Montag, 3. Oktober 2011

Pupp-A-Mania (7): FAMILIENIDYLL


Der Reiz solcher Szenen, ahnt selbst unser Kater, wie er sich scheinbar selbstvergessen die Pfoten leckt,  liegt in den unausgesprochenen Zeichen, die sie versenden. Was das Katzentier durchs Fenster schaut, ist die Mutter im Schein der Lampen, die ihren Busen über die Näharbeit reckt. Das gute Annerl hat´s versäumt die obern Knöpfe zu schließen, weil doch das Kind in der Nacht noch einmal verlangen wird nach ihrer Brust.
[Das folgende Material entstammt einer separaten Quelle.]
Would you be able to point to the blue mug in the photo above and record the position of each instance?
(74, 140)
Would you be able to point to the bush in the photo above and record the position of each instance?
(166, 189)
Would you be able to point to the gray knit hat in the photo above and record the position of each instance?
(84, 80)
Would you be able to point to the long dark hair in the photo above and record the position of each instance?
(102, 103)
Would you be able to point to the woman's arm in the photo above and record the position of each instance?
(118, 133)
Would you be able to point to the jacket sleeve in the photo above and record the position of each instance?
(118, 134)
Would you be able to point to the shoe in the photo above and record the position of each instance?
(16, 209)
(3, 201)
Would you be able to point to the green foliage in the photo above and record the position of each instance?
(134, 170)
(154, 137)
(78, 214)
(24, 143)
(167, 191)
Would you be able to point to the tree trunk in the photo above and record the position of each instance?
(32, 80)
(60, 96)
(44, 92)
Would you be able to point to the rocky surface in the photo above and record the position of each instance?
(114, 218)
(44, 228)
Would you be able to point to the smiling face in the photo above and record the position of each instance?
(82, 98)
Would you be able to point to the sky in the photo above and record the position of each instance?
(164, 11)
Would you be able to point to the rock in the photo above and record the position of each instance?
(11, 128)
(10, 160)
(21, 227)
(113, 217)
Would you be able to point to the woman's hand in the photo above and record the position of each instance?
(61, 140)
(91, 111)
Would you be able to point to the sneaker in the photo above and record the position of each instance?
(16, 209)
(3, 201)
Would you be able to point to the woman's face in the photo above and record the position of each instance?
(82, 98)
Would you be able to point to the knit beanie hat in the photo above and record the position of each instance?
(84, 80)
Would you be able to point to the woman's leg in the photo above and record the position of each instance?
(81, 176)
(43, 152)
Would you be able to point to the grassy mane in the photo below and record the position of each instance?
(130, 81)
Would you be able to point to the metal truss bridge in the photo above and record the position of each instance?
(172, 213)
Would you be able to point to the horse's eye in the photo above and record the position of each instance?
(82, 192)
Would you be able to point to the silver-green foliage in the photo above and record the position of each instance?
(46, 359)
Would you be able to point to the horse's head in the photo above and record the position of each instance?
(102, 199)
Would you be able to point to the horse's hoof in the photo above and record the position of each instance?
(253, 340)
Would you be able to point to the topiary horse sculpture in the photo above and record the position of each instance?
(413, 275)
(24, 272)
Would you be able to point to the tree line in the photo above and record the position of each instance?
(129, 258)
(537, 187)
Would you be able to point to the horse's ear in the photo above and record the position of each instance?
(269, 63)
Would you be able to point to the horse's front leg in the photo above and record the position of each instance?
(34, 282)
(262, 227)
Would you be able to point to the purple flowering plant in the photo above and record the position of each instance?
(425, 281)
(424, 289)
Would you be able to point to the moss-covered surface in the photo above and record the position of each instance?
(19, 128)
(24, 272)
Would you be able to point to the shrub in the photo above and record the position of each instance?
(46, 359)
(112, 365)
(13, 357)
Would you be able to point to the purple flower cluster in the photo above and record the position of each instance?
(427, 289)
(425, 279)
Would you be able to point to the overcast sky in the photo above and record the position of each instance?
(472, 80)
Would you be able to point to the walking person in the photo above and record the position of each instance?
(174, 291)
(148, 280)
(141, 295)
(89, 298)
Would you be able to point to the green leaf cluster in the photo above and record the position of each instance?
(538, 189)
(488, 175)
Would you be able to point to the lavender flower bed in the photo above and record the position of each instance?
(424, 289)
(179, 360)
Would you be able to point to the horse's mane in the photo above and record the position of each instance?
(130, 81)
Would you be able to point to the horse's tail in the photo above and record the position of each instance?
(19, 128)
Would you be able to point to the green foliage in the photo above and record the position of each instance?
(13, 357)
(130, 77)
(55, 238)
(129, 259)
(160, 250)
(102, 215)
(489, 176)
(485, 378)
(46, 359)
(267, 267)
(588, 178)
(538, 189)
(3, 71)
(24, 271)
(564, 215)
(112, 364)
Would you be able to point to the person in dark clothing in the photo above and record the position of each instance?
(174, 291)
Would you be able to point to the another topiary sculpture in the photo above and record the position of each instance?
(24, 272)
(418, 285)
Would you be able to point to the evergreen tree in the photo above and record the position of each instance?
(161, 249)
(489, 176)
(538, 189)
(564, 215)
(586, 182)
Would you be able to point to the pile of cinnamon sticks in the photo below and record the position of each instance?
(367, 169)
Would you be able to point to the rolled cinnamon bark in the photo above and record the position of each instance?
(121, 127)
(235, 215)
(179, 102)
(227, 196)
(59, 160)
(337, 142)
So sitzt sie da in der hell erleuchteten Stube wie eine Schlampe; den Blicken jedes Nachtwanderers preisgegeben, der ums Haus schleichen mag. Ist´s da ein Wunder, wenn der Kasperl sich erzürnt über sie, der selbst nicht mehr hinlangen darf, seit das Balg sich in die Welt hinein gebrüllt? Er weint bitterlich in seiner Kammer droben und drückt des Annerls Kissen auf sein Gesicht. Das Raubtier schnurrt behaglich, als es die Tatze durchs Fenster hebt, dem braven Kasperl die Krallen über das Bäuchlein zu streichen. Was ein Wehklagen das sein wird! Wie das Annerl die Treppen herauf rennen wird!  Zu spät, zu spät. Das Annerl keucht und schlägt die Fensterläden. Das Monster draußen lacht aus grünen Augen schauerlich. Und Kasperl schreit: „Ich schlag dich tot.“ Jetzt kommt´s: Sie beugt sich über ihn und schleckt auf, was nicht zu sehen sein soll im Pupperlhaus. Zwischen Zunge und Haut muss es gewesen sein, bevor sie´s hinunterschluckt: ein Tropfen lebendig rothes Blut.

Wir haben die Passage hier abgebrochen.